Œuvre pluridisciplinaire
Peintre à part entière pratiquant la tempera, la peinture à l’huile et l’acrylique, insérant des branchages de sabines ou des aiguilles de pins pour structurer et créer des reliefs, Gilbert Herreyns est artiste pluridisciplinaire qui pratiqua abondamment la gravure et l’impression tout en s’adonnant à de vastes installations ainsi qu’à la création de sculptures à base de matériaux naturels, branchages souples, ficelle, corde ou pierre de marès. Distinguant plusieurs périodes dans son parcours, il est resté fidèle à l’abstraction dans une variété d’approches exploitant les ressources du trait de la ligne droite ou libre, des croisements, des croix, des grilles, des empreintes du pinceau, des principes de répétitions sans se départir d’affirmation chromatique franches, vives, imposantes, en dominations monochromes modulées de vibrations et nuances intimes. « Les alternances de techniques que j’ai pratiquées tout au long de ces années, écrit-il, sont importantes. Elles montrent avant tout ma préoccupation pour l’adéquation de la nature à l’idée du travail ».
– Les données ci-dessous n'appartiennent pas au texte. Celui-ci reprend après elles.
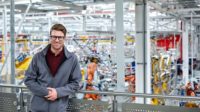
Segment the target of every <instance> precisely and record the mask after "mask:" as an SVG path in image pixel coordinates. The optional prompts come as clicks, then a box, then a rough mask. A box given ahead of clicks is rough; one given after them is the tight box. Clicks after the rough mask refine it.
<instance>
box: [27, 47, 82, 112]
mask: <svg viewBox="0 0 200 112" xmlns="http://www.w3.org/2000/svg"><path fill="white" fill-rule="evenodd" d="M49 47H50V45H48V46H47V47H46V48H45V49H44V50H42V51H41V52H39V53H37V54H36V55H34V57H33V59H32V62H31V63H30V65H29V68H28V70H27V71H26V73H25V76H26V77H25V85H26V86H27V87H28V89H29V90H30V91H31V92H32V93H33V97H32V100H31V111H32V112H66V108H67V104H68V96H69V95H72V94H74V93H75V91H76V90H77V89H78V88H79V82H80V80H81V72H80V66H79V63H78V60H77V57H76V56H75V54H73V53H70V52H69V51H68V50H67V49H66V47H64V53H65V57H66V60H65V61H64V62H63V63H62V65H61V66H60V67H59V69H58V71H57V73H56V75H55V77H52V74H51V73H50V70H49V68H48V66H47V63H46V59H45V56H46V54H47V51H48V49H49ZM47 87H52V88H55V89H56V91H57V93H58V99H57V100H55V101H49V100H47V99H46V98H45V97H44V96H46V95H48V90H47Z"/></svg>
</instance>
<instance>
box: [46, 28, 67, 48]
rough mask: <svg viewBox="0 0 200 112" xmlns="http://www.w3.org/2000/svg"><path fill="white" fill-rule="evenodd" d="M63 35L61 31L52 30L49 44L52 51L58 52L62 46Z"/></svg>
mask: <svg viewBox="0 0 200 112" xmlns="http://www.w3.org/2000/svg"><path fill="white" fill-rule="evenodd" d="M64 39H65V37H64V34H63V32H62V31H57V30H52V32H51V35H50V44H51V47H52V48H53V49H54V50H60V49H62V47H63V46H64Z"/></svg>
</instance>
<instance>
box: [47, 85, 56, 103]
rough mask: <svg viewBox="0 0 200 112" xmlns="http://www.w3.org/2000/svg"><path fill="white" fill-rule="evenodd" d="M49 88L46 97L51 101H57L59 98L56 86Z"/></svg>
mask: <svg viewBox="0 0 200 112" xmlns="http://www.w3.org/2000/svg"><path fill="white" fill-rule="evenodd" d="M47 89H48V90H49V93H48V95H47V96H45V98H47V99H48V100H50V101H55V100H56V99H57V91H56V89H55V88H50V87H48V88H47Z"/></svg>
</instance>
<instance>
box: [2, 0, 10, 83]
mask: <svg viewBox="0 0 200 112" xmlns="http://www.w3.org/2000/svg"><path fill="white" fill-rule="evenodd" d="M2 1H5V0H2ZM3 37H4V54H5V55H4V56H8V55H7V54H8V44H7V42H8V41H7V7H6V5H5V6H4V10H3ZM5 58H6V57H4V59H5ZM5 60H6V59H5ZM5 60H4V62H5V69H4V71H5V74H6V76H5V79H7V75H8V73H9V72H8V64H7V63H8V61H5ZM2 69H3V68H2Z"/></svg>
En 2003, nous écrivions à l’occasion d’une exposition solo à la Maison de la culture de Namur : « Reposant sur les qualités plastiques, le travail de Gilbert Herreyns se fonde sur des harmonies, sur des accords, sur des cadences et des rythmes. Rien n’y est régulier ou sévère, tout se situe dans les tremblements qui ne sont ni hésitations ni indécisions mais palpitations imperceptibles de la vie dans ce qu’elle a de plus secret, de plus indicible. Cette peinture, qui jamais ne se livrera totalement malgré les études approfondies que l’on pourrait lui consacrer, nous dit, avec beauté et sagesse, que l’essentiel ne se perçoit qu’au plus intime de soi ».
Pour conclure cette riche et passionnante histoire couvrant plus de soixante ans de création artistique, citons cet extrait qui sonne comme tel un credo : « L’art comme je l’entends, ne peut pas être considéré seulement comme une chose plaisante et divertissante. Je pense qu’il doit aller plus loin. Qu’il doit atteindre l’essence, la beauté intérieure. Comprenant cela, on élimine ainsi automatiquement certaines appréciations ou critiques de l’art contemporain qui prétendent le justifier par le profit ».
C. Lorent
Gibert Herryns, Chemins croisés, monographie. Texte de l’artiste, (fr,angl) reproduction coul. des œuvres de 2002 à 2022, 248 p., éditions Balàfia Postals, Espagne.
En ce moment, en Belgique, l’artiste est représenté par la galerie Faider, Bruxelles.
*Claude Lorent, La peinture abstraite aujourd’hui, entretien avec Gilbert Herreyns, Georges Meurant, Michel Mouffe, 2005, coll. Alentours, éd. Tandem.